Il primo pensiero che viene in mente è di non comprare i prodotti ittici che arrivano dai mari nipponici; dunque, il suggerimento è quello di controllare sempre il codice numerico FAO visibile sulle confezioni.
Le zone da tenere d’occhio sono due: la FAO 61, che indica l’oceano Pacifico nordoccidentale, e la FAO 71, che individua l’oceano Pacifico centro occidentale dove potrebbero spingersi i pesci migratori potenzialmente contaminati.
Detto ciò, non bisogna però dimenticare che i mari e gli oceani comunicano.

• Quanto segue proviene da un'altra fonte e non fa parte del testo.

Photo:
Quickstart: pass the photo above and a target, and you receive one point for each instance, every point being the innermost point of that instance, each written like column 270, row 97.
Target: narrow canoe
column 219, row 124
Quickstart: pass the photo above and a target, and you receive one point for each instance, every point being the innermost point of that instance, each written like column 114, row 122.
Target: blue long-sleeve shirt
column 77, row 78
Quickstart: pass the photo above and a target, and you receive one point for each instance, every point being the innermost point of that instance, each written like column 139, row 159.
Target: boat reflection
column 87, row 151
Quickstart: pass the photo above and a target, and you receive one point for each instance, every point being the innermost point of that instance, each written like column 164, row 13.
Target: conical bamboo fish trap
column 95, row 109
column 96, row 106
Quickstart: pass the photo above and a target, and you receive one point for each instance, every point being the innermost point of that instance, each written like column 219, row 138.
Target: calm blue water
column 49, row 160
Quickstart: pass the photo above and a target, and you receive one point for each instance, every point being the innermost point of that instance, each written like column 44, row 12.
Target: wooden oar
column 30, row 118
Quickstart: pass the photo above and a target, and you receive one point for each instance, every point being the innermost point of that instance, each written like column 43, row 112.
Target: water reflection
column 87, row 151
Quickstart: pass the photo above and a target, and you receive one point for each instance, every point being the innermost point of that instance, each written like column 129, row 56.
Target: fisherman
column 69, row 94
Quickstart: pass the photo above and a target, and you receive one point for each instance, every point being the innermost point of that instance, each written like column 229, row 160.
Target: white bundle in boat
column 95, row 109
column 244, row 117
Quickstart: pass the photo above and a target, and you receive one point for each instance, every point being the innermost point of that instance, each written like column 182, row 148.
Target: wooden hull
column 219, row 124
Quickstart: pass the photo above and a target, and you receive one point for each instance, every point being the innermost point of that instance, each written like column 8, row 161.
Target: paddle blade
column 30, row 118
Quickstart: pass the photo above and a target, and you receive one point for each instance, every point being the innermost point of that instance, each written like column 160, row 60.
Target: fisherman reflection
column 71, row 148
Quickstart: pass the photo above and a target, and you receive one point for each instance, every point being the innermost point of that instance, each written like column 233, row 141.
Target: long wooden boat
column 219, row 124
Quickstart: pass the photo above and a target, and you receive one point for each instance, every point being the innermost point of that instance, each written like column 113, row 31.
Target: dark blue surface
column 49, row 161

Già uno studio pubblicato sulla rivista PNAS appena un anno dopo quel terribile incidente aveva fatto notare che si era verificato un notevole incremento di materiale radioattivo nell’oceano Pacifico. Infatti, una volta rilasciati dai reattori danneggiati, i radioisotopi si sono dispersi rapidamente nell’acqua e, complici le correnti oceaniche, si sono diffusi su un’area particolarmente vasta e a notevoli profondità.
Nello stesso periodo altri scienziati avevano studiato la presenza di radioattività lungo le coste meridionali della California e avevano riscontrato che le foreste di alghe che normalmente crescono in questa zona presentavano tracce di iodio radioattivo.
Questo un anno dopo l’incidente.
Che conseguenze potranno esserci adesso che, da agosto, sono cominciate – e stanno continuando a più riprese – le procedure di scarico nell’Oceano Pacifico dell’acqua utilizzata per raffreddare i reattori della centrale nucleare?
Anche se si tratta di acqua trattata ai fini di decontaminarla, si può dire che, a livello biologico, questa azione rimarrà priva di conseguenze?
Non credo. Né si può pensare che eventuali problematiche rimarranno circoscritte, data la complessità dell’ambiente marino.
Fanno bene, quindi, le associazioni dei pescatori locali a continuare a criticare le scelte di Tokyo e a sollecitare un passo indietro del governo.
Le stesse richieste di interrompere il piano di sversamento sono arrivate da Pechino, che ha vietato le importazioni di prodotti ittici giapponesi, e dalla Russia, che ha criticato le scarse informazioni sulle operazioni di scarico nonostante le ripetute richieste.
Altro oppositore è il Forum delle Isole del Pacifico (Pif), che riunisce 18 stati della regione. “Sulla base della nostra esperienza con la contaminazione nucleare (dai test atomici americani, britannici e francesi del secolo scorso, ndr), continuare con i piani di scarico negli oceani, in questo momento, è semplicemente inconcepibile e non possiamo permetterci il lusso di stare seduti per quattro decenni per capirlo”, ha scritto Henry Puna, segretario generale Pif, sul Guardian all’inizio dello scorso anno.
La cosa peggiore, infatti, è proprio questa: pare che questa tragedia non abbia insegnato niente dal momento che oggi, nel mondo, si produce più energia nucleare che nel 2011. I paesi che non avevano questa tecnologia, come la Turchia, hanno cominciato a dotarsene, e chi ce l’aveva già, ha potenziato le proprie centrali.
I problemi di sicurezza e dei rifiuti radioattivi prodotti, però, rimangono.